Brexit must work for animals too, Britain's Environment Secretary Michael Gove said Tuesday, promising that welfare standards would improve after leaving the European Union.
"We are a nation of animal lovers so we will make Brexit work not just for citizens but for the animals we love and cherish too," said Gove, a leading pro-Brexit campaigner for the 2016 EU referendum.
Gove was presenting a draft law that would enshrine the concept of animal sentience into British law and introduce new jail sentences for animal abusers.
"Britain outside the European Union can have higher standards on the environment and indeed on animal welfare," he said.
The move follows a social media storm after MPs last month during a heated Brexit debate voted against transposing an EU protocol recognising animals as sentient beings into British law.
Commentators took that to mean MPs had voted to say animals did not have feelings.

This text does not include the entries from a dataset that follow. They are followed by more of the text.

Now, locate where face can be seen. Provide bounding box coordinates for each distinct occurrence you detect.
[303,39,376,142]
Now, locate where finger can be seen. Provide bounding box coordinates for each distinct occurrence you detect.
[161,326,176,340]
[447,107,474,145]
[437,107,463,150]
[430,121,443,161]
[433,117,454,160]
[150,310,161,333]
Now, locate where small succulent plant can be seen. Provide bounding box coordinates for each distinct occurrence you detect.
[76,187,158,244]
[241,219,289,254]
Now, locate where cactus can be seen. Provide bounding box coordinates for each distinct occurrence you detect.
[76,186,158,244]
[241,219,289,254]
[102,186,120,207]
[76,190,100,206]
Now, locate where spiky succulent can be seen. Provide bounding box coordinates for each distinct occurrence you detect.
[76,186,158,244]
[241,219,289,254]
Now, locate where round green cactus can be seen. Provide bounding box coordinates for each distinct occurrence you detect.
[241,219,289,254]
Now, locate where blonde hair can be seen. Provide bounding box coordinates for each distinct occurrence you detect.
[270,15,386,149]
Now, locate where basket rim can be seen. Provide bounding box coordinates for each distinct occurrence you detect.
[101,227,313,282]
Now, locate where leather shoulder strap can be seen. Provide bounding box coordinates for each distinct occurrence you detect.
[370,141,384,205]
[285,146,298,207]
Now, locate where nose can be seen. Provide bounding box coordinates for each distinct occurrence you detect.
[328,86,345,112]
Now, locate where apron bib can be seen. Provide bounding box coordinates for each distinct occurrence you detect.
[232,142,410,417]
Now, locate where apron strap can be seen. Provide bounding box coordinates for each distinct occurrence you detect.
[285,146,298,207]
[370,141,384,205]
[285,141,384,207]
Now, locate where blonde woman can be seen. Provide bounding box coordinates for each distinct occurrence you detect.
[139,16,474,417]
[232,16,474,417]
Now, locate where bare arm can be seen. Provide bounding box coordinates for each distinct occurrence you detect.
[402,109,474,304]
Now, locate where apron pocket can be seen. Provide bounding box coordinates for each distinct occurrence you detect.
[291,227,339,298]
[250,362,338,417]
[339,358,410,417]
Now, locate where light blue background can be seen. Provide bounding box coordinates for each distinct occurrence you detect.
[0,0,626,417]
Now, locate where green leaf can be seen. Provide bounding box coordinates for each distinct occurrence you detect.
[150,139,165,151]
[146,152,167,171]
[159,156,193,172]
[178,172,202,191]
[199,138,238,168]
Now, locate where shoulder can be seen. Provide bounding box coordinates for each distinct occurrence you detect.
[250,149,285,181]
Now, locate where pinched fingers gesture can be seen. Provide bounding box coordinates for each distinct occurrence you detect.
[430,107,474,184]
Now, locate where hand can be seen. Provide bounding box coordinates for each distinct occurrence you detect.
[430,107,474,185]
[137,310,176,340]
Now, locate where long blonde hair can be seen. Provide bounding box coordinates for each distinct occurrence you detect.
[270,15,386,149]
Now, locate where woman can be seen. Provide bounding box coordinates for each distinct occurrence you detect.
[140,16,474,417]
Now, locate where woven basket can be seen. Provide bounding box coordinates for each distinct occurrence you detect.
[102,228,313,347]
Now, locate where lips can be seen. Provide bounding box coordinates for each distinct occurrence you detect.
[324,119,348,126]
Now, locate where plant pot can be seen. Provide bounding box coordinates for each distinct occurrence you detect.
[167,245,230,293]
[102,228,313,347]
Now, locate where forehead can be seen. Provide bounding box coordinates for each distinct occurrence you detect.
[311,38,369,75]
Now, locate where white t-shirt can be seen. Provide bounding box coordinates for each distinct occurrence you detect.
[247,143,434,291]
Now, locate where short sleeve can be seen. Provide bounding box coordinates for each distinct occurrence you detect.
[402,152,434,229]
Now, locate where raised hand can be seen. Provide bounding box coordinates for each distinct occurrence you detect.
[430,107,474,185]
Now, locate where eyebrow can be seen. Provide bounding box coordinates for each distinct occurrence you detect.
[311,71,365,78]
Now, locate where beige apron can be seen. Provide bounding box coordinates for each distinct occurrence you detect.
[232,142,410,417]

"As we leave the EU we will deliver a green Brexit, not only maintaining but enhancing animal welfare standards," Gove said.
"Animals are sentient beings who feel pain and suffering, so we are writing that principle into law and ensuring that we protect their welfare," he said.
"Our plans will also increase sentences for those who commit the most heinous acts of animal cruelty to five years in jail."
Animal rights groups hailed the draft law, with the Royal Society for the Prevention of Cruelty to Animals calling the move "very bold and welcome".
As it rejects EU exemptions for activities such as bullfighting and foie gras production, the law would offer "even stronger protection" than the EU protocol "could ever do", said spokesman David Bowles.
Humane Society International UK's director Claire Bass said it was a "promising start to Mr Gove's ambition to enhance animal protection post-Brexit".